Non-Owner SR-22 Monthly Cost, Texas Second DWI
$85–$160/mo
Non-owner SR-22 policies for second-DUI drivers in Texas typically cost $85 to $160 per month depending on county, age, credit tier, and completion of DWI education. Standard auto policies with SR-22 endorsement run $180 to $450 per month for the same driver profile.
Estimates based on available carrier rate filings; individual quotes vary.
Ignition Interlock and SR-22 Overlap
Texas courts may order ignition interlock device installation as a condition of probation or ODL eligibility for second-DUI convictions, particularly when BAC at arrest was .15 or higher. The IID requirement runs parallel to SR-22 — both must be maintained simultaneously. Your SR-22 carrier does not monitor IID compliance; the court-approved IID vendor reports directly to DPS and your probation officer. An IID violation (failed rolling retest, tampering, missed calibration appointment) can trigger ODL revocation or probation violation even if your SR-22 remains active.
IID installation and monthly monitoring fees add approximately $75 to $125 per month on top of your insurance premium. Not all SR-22 carriers allow IID-equipped vehicles on their policies — confirm IID compatibility when quoting. Carriers that explicitly accept IID vehicles in Texas include Dairyland, GAINSCO, Direct Auto, and Acceptance Insurance.
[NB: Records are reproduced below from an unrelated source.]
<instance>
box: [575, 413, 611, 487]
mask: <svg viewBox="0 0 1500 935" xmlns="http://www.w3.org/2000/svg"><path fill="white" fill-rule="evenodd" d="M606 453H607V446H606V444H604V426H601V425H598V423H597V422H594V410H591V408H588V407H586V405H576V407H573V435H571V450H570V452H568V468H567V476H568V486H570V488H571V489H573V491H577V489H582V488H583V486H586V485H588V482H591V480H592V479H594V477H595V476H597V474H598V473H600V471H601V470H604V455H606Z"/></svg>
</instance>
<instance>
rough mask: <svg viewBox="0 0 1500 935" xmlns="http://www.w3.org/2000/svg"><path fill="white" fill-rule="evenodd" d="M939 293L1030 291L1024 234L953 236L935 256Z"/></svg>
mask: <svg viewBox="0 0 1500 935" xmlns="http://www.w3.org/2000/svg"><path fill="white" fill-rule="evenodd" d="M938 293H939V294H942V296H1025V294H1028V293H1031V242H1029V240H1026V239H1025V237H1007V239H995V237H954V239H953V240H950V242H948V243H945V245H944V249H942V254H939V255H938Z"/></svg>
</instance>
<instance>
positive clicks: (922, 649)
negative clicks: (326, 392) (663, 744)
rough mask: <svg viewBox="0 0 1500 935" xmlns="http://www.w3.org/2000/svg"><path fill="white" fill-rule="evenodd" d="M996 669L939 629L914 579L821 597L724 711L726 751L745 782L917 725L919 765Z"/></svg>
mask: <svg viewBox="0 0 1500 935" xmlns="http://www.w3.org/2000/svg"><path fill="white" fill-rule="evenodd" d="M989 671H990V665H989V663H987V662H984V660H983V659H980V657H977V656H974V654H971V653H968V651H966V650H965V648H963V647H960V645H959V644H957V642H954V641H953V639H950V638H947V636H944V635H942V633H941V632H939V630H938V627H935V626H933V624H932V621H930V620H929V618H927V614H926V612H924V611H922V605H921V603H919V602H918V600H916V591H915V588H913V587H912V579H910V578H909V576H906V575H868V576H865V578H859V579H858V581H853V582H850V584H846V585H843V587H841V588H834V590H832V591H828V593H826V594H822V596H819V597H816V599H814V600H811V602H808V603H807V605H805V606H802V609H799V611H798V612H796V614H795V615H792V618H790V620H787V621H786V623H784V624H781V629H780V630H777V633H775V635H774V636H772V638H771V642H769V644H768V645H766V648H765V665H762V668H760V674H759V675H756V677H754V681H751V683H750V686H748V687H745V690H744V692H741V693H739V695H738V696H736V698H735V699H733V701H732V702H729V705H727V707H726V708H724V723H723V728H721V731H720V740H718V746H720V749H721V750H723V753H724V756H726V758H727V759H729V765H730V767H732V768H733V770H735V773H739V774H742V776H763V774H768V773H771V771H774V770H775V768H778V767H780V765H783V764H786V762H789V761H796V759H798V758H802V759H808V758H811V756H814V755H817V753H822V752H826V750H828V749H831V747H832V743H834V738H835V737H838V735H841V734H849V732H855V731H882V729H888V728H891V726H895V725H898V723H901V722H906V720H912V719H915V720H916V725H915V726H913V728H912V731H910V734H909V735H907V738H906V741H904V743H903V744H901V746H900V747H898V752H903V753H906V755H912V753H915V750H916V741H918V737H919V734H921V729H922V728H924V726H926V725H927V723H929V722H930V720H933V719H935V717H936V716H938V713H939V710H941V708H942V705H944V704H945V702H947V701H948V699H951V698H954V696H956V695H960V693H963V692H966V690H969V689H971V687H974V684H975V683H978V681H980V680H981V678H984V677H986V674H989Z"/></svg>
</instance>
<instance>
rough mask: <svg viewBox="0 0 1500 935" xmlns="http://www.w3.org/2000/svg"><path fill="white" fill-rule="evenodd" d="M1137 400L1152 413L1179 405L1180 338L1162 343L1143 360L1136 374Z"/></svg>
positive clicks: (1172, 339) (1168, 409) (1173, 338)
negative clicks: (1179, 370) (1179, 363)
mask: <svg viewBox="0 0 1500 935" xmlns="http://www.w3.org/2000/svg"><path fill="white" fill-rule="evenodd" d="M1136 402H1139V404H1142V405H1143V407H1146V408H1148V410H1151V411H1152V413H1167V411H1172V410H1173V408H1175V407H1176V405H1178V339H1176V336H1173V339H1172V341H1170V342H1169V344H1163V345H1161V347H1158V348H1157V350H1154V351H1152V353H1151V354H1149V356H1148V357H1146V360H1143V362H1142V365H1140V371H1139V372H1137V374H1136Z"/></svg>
Get Quoted Now to Lock Your Two-Year Clock
Your SR-22 obligation is already running. Waiting until reinstatement to file does not defer the two-year period — it extends how long you are tethered to high-risk rates after your license is restored. If you do not own a vehicle, a non-owner SR-22 policy costs less than half what you would pay for standard coverage and satisfies DPS requirements immediately. If you do own a car or will purchase one during your SR-22 period, standard liability with SR-22 endorsement is required.
Quote with at least three carriers that write second-offense cases in your county. Not all carriers accept second-DUI filings, and rates vary by $100 or more per month between underwriters even for identical coverage limits. Start with Dairyland, GAINSCO, Progressive, and The General — all four write non-owner and standard SR-22 for second-offense drivers statewide. Confirm the carrier will file SR-22 electronically with DPS within 24 hours of policy binding; paper filings delay reinstatement processing by one to two weeks.